Most pre-workout supplements are safe and efficient for improved performance during exercises. However, this does not mean that they are absolutely risk-free. Here are the main risk factors to consider before buying a pre-workout.

  • Most contain artificial sweeteners or sugar alcohols. While these are good for adding flavor, they may cause discomfort or intestinal distress to some people.

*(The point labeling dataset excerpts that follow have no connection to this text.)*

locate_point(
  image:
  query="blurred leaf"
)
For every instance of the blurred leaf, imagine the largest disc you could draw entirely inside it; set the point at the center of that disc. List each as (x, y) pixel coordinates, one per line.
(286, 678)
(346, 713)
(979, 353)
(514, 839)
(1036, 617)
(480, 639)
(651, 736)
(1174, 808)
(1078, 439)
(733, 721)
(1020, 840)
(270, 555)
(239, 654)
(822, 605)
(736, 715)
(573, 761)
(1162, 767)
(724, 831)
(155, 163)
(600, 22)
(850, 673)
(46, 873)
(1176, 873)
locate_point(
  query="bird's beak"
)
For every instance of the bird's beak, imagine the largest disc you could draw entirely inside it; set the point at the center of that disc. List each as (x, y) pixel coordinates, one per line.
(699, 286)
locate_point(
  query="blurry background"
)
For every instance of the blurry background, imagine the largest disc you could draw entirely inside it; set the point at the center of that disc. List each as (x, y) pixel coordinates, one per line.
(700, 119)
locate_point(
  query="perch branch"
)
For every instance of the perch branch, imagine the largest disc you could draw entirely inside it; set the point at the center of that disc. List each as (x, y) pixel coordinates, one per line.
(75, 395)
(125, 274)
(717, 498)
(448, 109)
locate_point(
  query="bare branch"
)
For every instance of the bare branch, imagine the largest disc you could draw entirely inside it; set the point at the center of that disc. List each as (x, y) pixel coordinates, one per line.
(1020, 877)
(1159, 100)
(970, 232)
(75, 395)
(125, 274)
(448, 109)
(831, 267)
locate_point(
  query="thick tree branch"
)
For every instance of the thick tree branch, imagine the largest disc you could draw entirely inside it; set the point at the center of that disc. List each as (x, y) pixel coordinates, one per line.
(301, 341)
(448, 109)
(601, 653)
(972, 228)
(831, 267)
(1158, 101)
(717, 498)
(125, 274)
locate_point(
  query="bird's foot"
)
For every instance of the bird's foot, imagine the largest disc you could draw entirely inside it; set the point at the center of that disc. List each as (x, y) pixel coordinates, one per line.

Such feelings can significantly distract your training. Try different quantities of these sweeteners so as to monitor your tolerance.
  • Adverse impacts of excessive caffeine. While caffeine supplements are good in improving training performance, too much of it can cause anxiety, reduced sleep, and increased blood pressure. The excessiveness comes when you are taking coffee throughout the day and still end up taking supplements before workout.
  • They may come with compromised quality and safety. Most countries, USA included, do not regulate dietary supplements, and it is easy to find misleading information from a pre-workout. Therefore, try and buy supplements that have been tested and approved by third parties such as USP or NSF international. Also, always confirm the ingredients contained in the product you buy.

 

Now, Should You Use Pre-Workout — or Will They Work for You?

The first thing you must remember is that pre-workout supplements should not be used as an easy way out. They may not work if your low energy levels come from external factors. For instance, if you are sleep deprived, dehydrated, have poor eating habits, or you are just lazy, pre-workout is not for you.

Work on these issues first, take the pre-workout supplements, and then hit the gym. They have proven to work for some people, and therefore can work for anyone, all other factors put into consideration. Remember, most supplements are expensive but, if you can get value for your money, why not try them.

The bottom line is, pre-workout supplements are effective, and if at all the formulas are working for you now, you have no reason to stop. Only ensure that you are mindful of the amounts and the ingredients you are taking per day or session of workout.